- Born: Eduardo Mendonça August 21, 1960^{[citation needed]} Salvador, Bahia, Brazil
- Occupations: Musician, Singer, Composer, Director
- Instruments: Guitar, Percussion, Vocals
- Member of: Show Brazil!

= Eduardo Mendonça =

Eduardo Mendonça (born August 21, 1960 in Salvador, Bahia, Brazil) is a guitarist, percussionist, singer, composer, and director of "Show Brazil!".

He traces his heritage to a royal African family called "Mama Beka", meaning "Prophet of the Royal Court". He settled in Seattle, Washington in 1994 and was a member of the percussion ensemble Bakra Bata, before forming his own band and production company, Show Brazil. His group performs and offers workshops at festivals all over the Pacific Northwest, including Bumbershoot, the Northwest Folklife Festival, the Seattle International Children's Festival, and many others.

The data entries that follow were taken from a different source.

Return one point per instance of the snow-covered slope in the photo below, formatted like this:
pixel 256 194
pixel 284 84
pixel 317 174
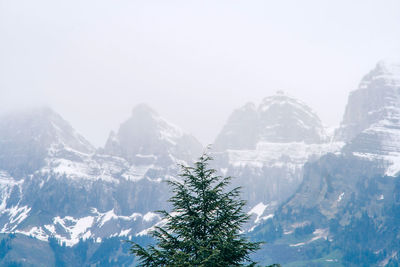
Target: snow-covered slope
pixel 284 119
pixel 266 147
pixel 371 123
pixel 147 137
pixel 28 137
pixel 54 183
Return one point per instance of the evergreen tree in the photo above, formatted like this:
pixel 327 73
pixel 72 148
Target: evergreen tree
pixel 203 228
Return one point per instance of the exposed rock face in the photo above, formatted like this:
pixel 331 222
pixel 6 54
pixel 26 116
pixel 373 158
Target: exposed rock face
pixel 376 99
pixel 265 149
pixel 284 119
pixel 146 137
pixel 352 198
pixel 371 123
pixel 27 138
pixel 53 183
pixel 278 119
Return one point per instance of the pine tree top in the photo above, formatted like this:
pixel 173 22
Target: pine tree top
pixel 203 227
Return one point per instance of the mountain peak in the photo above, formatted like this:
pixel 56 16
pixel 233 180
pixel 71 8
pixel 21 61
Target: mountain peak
pixel 29 136
pixel 278 119
pixel 143 109
pixel 145 134
pixel 385 73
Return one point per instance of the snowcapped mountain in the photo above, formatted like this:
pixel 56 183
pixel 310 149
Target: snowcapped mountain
pixel 347 207
pixel 54 184
pixel 278 119
pixel 147 137
pixel 371 123
pixel 266 147
pixel 28 138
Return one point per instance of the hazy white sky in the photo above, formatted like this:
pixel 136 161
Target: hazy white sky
pixel 193 61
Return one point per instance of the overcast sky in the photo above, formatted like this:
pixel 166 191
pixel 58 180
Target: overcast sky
pixel 192 61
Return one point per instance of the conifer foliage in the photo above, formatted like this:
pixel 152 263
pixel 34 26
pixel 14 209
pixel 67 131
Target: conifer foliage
pixel 203 228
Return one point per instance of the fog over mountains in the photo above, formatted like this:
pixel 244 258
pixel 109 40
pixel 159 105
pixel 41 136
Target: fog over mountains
pixel 305 186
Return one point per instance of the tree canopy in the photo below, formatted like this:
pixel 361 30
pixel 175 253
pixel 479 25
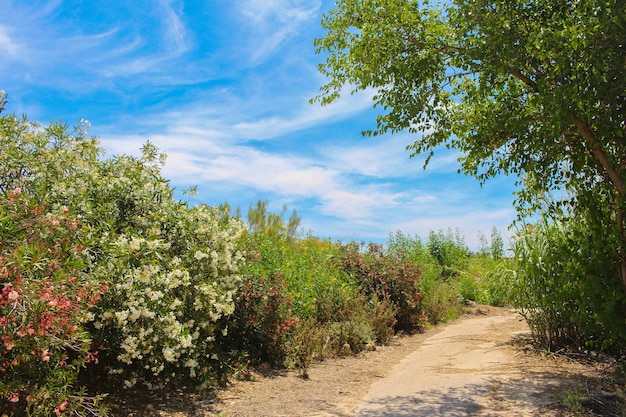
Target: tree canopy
pixel 534 88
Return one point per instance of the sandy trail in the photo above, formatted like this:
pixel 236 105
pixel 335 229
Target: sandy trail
pixel 463 370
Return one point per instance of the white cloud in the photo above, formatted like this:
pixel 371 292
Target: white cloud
pixel 7 46
pixel 270 23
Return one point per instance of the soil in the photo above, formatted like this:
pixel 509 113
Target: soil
pixel 482 364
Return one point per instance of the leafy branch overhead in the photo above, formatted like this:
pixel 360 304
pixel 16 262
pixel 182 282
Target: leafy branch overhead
pixel 532 88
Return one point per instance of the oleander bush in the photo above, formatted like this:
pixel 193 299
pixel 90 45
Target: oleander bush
pixel 44 305
pixel 106 276
pixel 170 269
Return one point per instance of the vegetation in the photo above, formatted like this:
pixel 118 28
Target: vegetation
pixel 104 275
pixel 534 89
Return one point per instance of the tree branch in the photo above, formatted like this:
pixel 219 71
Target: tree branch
pixel 585 130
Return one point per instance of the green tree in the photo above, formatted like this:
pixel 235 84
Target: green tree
pixel 533 88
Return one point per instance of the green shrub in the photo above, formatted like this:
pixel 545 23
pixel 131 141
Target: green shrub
pixel 386 277
pixel 261 322
pixel 171 269
pixel 565 285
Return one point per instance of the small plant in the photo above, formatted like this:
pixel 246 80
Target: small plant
pixel 308 342
pixel 383 320
pixel 572 399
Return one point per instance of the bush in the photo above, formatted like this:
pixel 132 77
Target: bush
pixel 564 284
pixel 44 301
pixel 260 325
pixel 171 269
pixel 385 277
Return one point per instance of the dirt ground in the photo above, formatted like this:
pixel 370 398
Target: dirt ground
pixel 504 377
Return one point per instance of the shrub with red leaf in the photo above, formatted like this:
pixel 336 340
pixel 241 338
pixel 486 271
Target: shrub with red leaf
pixel 385 277
pixel 44 301
pixel 262 319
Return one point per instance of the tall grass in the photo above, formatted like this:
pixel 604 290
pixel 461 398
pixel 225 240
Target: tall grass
pixel 563 282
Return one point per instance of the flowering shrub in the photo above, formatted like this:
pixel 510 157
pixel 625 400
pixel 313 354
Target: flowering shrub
pixel 159 320
pixel 171 269
pixel 386 277
pixel 44 301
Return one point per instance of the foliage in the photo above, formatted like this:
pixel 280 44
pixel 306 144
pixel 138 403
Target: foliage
pixel 260 325
pixel 449 251
pixel 534 89
pixel 384 277
pixel 260 220
pixel 564 286
pixel 44 302
pixel 171 269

Eduardo Mendonça was on hand to provide a musical welcome to Pope John Paul II when the pontiff visited Brazil in 1980. He also played for Nelson Mandela's visit to Seattle in 1999. Mendonça was featured in Paul Simon's 1991 documentary "Born at the Right Time". In 2007 he was named Outstanding Brazilian Male Singer Based in the United States.